A third of patients treated with the procedure were able to control the virus when they went off of antiretroviral drugs for three months, and in one of the four, viral levels dropped below the limit of detection. (See BioWorld Today, March 6, 2014.)
Sangamo scientists have been working on inducing HIV resistance via gene editing of CCR5 since before Tim Brown’s case was reported.
But Lanphier said that the Berlin patient was “extraordinarily important” as proof-of-principle that such mutations could cure an established HIV infection as well as prevent such an infection from establishing itself in the first place, and “has led to a lot of interest in strategies that employ CCR5.”
Timothy Brown is not the only case report that has been important in HIV research.
At last year’s CROI, researchers reported another case which quickly became known as “the Mississippi baby” – who started HIV treatment less than 48 hours after being born, and then discontinued that treatment because her parents stopped giving her medications and taking her to medical appointments for about six months. (See BioWorld Insight, March 11, 2013.)
Instead of rebounding during that drug-free period, however, HIV remained undetectable when she reappeared, making her the second person to be cured of AIDS. A similar case again made headlines at this year’s CROI.
ILLUMINATING THE PATH
But if case reports can be very illuminating for which path to take, they can also seem to shine a light on what turns out to be a dead-end road. And here, too, HIV provides an example.
Years before Timothy Brown, unlikely as it sounds, there was another Berlin patient. And his case is instructive on the precautions that are necessary when looking at single cases.
The first Berlin patient’s story has important differences to that of Brown. In fact, in some ways his case bears more resemblance to the Mississippi baby.
The first Berlin patient’s treatment was not as chaotic as the Mississippi baby’s appears to have been. But neither was it dictated by theoretical ideas about how to cure HIV. Instead, the patient, who most likely became infected with HIV in 1997, repeatedly stopped and restarted treatment, mainly due to the side effects, before stopping altogether after about six months.
In this patient, too, there was no rebound when he stopped treatment. In 1999, a year and a half after he stopped treatment, doctors reported his case in the NEJM.
That case report, Hendrik Streeck told BioWorld Insight, set off “five to six years of intense research” with the goal of finding what had cured the patient.
Some clinical trials tested complex drug schedules meant to mimic the repeated interruptions that the first Berlin patient had experienced by happenstance.
Others tested hydroxyurea, an unconventional drug that had been part of his treatment regimen.
Ultimately, however, none of those trials amounted to anything.

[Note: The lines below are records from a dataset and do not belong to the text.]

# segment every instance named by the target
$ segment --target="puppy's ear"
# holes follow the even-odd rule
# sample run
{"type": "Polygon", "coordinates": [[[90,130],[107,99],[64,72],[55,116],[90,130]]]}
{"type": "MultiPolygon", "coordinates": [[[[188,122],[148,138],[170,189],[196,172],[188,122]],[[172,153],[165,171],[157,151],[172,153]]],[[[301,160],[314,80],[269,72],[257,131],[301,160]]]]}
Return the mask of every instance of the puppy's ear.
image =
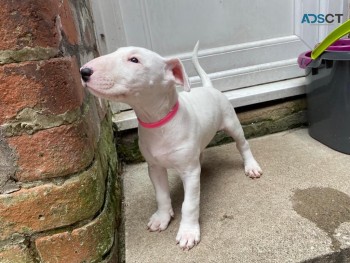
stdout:
{"type": "Polygon", "coordinates": [[[190,91],[190,81],[185,72],[185,68],[182,65],[180,59],[170,58],[165,61],[166,63],[166,74],[175,81],[176,84],[184,87],[185,91],[190,91]]]}

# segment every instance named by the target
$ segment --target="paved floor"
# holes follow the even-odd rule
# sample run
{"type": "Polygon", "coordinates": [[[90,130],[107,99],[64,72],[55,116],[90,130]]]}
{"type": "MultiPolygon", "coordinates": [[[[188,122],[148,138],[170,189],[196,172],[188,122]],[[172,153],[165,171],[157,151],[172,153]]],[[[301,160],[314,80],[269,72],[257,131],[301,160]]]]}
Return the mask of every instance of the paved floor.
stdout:
{"type": "Polygon", "coordinates": [[[350,262],[350,155],[312,139],[305,129],[250,140],[264,170],[244,175],[233,144],[209,148],[201,177],[200,244],[176,246],[182,183],[169,173],[175,219],[146,230],[156,209],[146,164],[124,173],[126,263],[350,262]],[[326,257],[328,255],[328,257],[326,257]]]}

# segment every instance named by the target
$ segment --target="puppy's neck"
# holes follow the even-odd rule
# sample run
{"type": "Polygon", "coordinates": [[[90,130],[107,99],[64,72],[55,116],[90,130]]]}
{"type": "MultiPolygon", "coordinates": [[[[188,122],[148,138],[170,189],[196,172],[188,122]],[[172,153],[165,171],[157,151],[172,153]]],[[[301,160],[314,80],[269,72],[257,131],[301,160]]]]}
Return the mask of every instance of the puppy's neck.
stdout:
{"type": "Polygon", "coordinates": [[[140,94],[130,106],[134,109],[137,118],[146,123],[153,123],[163,119],[173,109],[178,101],[175,88],[168,92],[140,94]]]}

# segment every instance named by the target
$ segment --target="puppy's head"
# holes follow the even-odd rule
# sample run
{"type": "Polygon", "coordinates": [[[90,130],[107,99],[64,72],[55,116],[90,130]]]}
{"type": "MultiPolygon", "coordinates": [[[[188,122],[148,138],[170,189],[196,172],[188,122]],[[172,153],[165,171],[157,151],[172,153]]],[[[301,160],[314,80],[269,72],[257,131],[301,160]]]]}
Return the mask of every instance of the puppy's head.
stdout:
{"type": "Polygon", "coordinates": [[[189,91],[187,74],[179,59],[165,59],[138,47],[119,48],[80,69],[82,83],[92,94],[128,102],[134,96],[164,92],[181,85],[189,91]]]}

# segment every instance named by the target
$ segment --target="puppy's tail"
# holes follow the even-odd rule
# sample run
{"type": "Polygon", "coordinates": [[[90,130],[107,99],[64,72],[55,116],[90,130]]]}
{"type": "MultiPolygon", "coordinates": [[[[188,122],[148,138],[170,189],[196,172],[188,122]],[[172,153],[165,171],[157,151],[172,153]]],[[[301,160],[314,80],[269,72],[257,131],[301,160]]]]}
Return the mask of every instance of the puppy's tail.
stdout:
{"type": "Polygon", "coordinates": [[[192,63],[194,65],[194,68],[196,69],[199,77],[201,78],[203,87],[213,87],[213,84],[212,84],[209,76],[207,75],[207,73],[205,73],[204,69],[199,64],[198,56],[197,56],[197,54],[198,54],[198,46],[199,46],[199,41],[197,41],[197,44],[196,44],[196,46],[193,49],[192,63]]]}

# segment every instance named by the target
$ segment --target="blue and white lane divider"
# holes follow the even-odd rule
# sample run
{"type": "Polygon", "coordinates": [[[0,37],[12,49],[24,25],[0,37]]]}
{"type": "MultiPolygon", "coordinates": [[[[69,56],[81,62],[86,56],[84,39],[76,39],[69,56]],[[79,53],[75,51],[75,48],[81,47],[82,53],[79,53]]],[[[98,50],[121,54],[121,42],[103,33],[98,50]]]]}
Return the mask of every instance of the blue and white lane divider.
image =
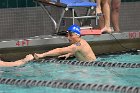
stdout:
{"type": "Polygon", "coordinates": [[[30,87],[51,87],[61,89],[90,90],[90,91],[111,91],[119,93],[140,93],[140,87],[118,86],[108,84],[76,83],[62,81],[43,81],[43,80],[20,80],[11,78],[0,78],[0,84],[30,86],[30,87]]]}
{"type": "Polygon", "coordinates": [[[78,65],[78,66],[140,68],[140,63],[119,63],[119,62],[99,62],[99,61],[85,62],[85,61],[57,60],[57,59],[52,59],[52,60],[39,59],[39,60],[34,60],[33,62],[58,63],[58,64],[78,65]]]}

And as an understanding of the immune system response to HIV progressed, it became clear that the first Berlin patient’s saving grace was his genetic makeup: he has highly protective HLA alleles.

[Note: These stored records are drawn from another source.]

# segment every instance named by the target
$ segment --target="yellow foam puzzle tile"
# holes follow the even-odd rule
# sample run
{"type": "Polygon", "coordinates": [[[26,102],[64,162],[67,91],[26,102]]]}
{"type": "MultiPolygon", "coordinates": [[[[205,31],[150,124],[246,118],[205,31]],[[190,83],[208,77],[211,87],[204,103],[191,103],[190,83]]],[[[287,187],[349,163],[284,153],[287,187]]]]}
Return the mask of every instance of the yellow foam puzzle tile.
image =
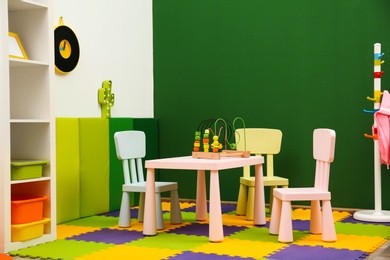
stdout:
{"type": "MultiPolygon", "coordinates": [[[[163,201],[163,202],[161,202],[161,208],[163,211],[170,211],[171,210],[171,203],[163,201]]],[[[180,208],[181,208],[181,205],[180,205],[180,208]]]]}
{"type": "MultiPolygon", "coordinates": [[[[180,209],[187,209],[196,206],[195,203],[190,203],[190,202],[180,202],[180,209]]],[[[171,209],[171,202],[169,201],[163,201],[161,202],[161,207],[162,210],[164,211],[170,211],[171,209]]]]}
{"type": "Polygon", "coordinates": [[[139,222],[137,219],[132,219],[130,221],[130,227],[119,227],[118,225],[110,227],[110,229],[123,229],[123,230],[133,230],[142,232],[144,229],[144,224],[139,222]]]}
{"type": "Polygon", "coordinates": [[[245,216],[222,215],[222,223],[227,226],[253,226],[253,220],[247,220],[245,216]]]}
{"type": "MultiPolygon", "coordinates": [[[[270,218],[265,218],[266,222],[270,220],[270,218]]],[[[247,220],[245,216],[237,216],[237,215],[222,215],[222,223],[226,226],[247,226],[253,227],[253,220],[247,220]]]]}
{"type": "Polygon", "coordinates": [[[192,223],[191,222],[183,222],[181,224],[171,224],[169,221],[164,221],[164,229],[161,229],[161,230],[158,229],[157,232],[166,232],[168,230],[188,226],[190,224],[192,224],[192,223]]]}
{"type": "Polygon", "coordinates": [[[373,236],[357,236],[337,234],[336,242],[322,241],[322,235],[308,235],[294,244],[301,246],[322,246],[326,248],[361,250],[367,253],[372,253],[384,243],[386,239],[373,236]]]}
{"type": "Polygon", "coordinates": [[[293,220],[310,220],[310,209],[294,209],[292,212],[293,220]]]}
{"type": "Polygon", "coordinates": [[[76,257],[74,260],[148,259],[160,260],[179,254],[180,250],[118,245],[76,257]]]}
{"type": "Polygon", "coordinates": [[[72,225],[57,225],[57,239],[65,239],[72,236],[77,236],[80,234],[85,234],[88,232],[93,232],[100,230],[101,228],[94,227],[81,227],[81,226],[72,226],[72,225]]]}
{"type": "Polygon", "coordinates": [[[340,221],[340,220],[343,220],[345,218],[352,216],[351,213],[346,212],[346,211],[335,211],[334,210],[334,211],[332,211],[332,214],[333,214],[334,221],[340,221]]]}
{"type": "MultiPolygon", "coordinates": [[[[292,212],[292,219],[293,220],[310,220],[310,209],[295,209],[292,212]]],[[[333,219],[334,221],[340,221],[342,219],[345,219],[349,216],[351,216],[351,213],[346,212],[346,211],[332,211],[333,219]]]]}
{"type": "Polygon", "coordinates": [[[261,242],[226,238],[220,243],[206,243],[194,248],[193,252],[229,255],[238,257],[262,258],[285,247],[282,243],[261,242]]]}

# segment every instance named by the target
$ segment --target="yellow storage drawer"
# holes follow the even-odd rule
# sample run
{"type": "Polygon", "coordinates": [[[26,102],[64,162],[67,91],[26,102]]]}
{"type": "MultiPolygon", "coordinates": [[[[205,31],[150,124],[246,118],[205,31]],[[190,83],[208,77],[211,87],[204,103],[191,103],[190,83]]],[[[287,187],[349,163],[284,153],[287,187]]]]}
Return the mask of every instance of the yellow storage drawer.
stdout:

Researchers including Streeck reported that genetic makeup – which had been known to those involved with the case for some time, but had not been formally published – in a letter in the Feb. 13, 2014, issue of the NEJM.
Streeck stressed that his views do not represent the position of the Department of Defense or the U.S. Army, where he is section chief of cellular immunology at the U.S. military HIV research program. But he noted that when one patient overcomes a currently incurable disease, “there is a pressure to find something based on that patient.”

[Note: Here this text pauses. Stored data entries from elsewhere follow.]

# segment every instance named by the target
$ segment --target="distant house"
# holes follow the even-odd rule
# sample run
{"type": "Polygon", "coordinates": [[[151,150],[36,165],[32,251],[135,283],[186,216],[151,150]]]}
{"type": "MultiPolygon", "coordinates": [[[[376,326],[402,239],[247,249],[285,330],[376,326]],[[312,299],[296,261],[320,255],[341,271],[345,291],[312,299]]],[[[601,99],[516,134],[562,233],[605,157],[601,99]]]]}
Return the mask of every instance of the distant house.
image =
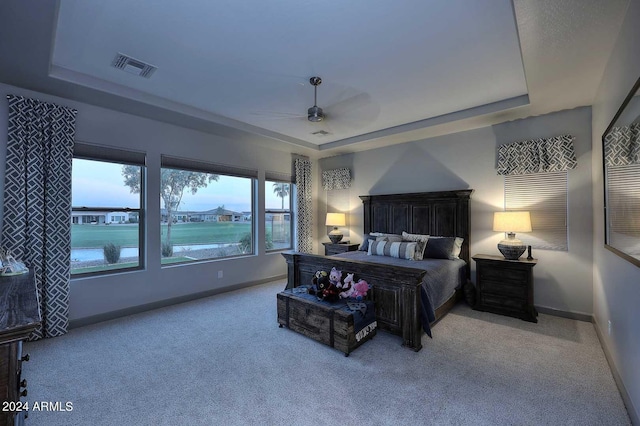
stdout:
{"type": "MultiPolygon", "coordinates": [[[[161,209],[162,221],[167,221],[166,209],[161,209]]],[[[177,211],[173,212],[175,222],[242,222],[245,215],[227,209],[211,209],[205,211],[177,211]]]]}
{"type": "Polygon", "coordinates": [[[241,222],[244,220],[242,213],[227,209],[211,209],[203,212],[192,213],[192,222],[241,222]]]}
{"type": "Polygon", "coordinates": [[[77,211],[71,212],[71,223],[76,225],[102,225],[115,223],[128,223],[128,212],[98,212],[98,211],[77,211]]]}

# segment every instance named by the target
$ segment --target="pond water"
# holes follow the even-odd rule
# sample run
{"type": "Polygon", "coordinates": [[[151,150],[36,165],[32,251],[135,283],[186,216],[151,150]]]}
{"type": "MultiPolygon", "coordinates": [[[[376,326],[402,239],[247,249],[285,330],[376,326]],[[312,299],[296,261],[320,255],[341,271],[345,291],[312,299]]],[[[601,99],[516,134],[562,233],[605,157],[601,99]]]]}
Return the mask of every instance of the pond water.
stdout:
{"type": "MultiPolygon", "coordinates": [[[[231,247],[237,243],[214,243],[214,244],[192,244],[192,245],[175,245],[173,252],[179,254],[183,250],[201,250],[220,247],[231,247]]],[[[120,257],[138,257],[138,247],[122,247],[120,257]]],[[[71,249],[71,261],[87,262],[91,260],[102,260],[104,252],[101,248],[82,248],[71,249]]]]}

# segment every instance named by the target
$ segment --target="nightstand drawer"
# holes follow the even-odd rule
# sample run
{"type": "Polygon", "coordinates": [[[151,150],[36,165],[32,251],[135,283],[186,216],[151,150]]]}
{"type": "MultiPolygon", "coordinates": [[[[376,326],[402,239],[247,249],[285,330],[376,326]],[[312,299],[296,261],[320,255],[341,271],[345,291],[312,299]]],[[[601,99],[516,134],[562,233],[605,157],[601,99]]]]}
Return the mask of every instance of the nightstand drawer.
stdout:
{"type": "Polygon", "coordinates": [[[360,244],[351,244],[348,241],[341,242],[341,243],[338,243],[338,244],[322,243],[322,245],[324,246],[324,255],[325,256],[331,256],[331,255],[334,255],[334,254],[345,253],[345,252],[348,252],[348,251],[356,251],[356,250],[358,250],[358,247],[360,246],[360,244]]]}
{"type": "Polygon", "coordinates": [[[495,296],[493,294],[482,294],[482,305],[485,308],[500,308],[516,312],[524,312],[527,309],[527,301],[507,297],[495,296]]]}
{"type": "Polygon", "coordinates": [[[483,280],[526,284],[528,271],[511,268],[483,267],[480,269],[480,278],[483,280]]]}
{"type": "Polygon", "coordinates": [[[483,279],[480,282],[482,286],[481,291],[483,294],[489,293],[498,296],[515,297],[527,300],[527,283],[526,282],[504,282],[495,281],[493,279],[483,279]]]}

Such attention to case reports is not wrong, but there needs to be a sense of when, simply put, enough is enough. As the authors wrote in their paper, the first Berlin patient “represents a cautionary tale of drawing broad conclusions from a single patient.”
A promising observation in a single patient, Streeck elaborated, “can guide research. But it cannot define research, or the direction of research. That is true with any case study.”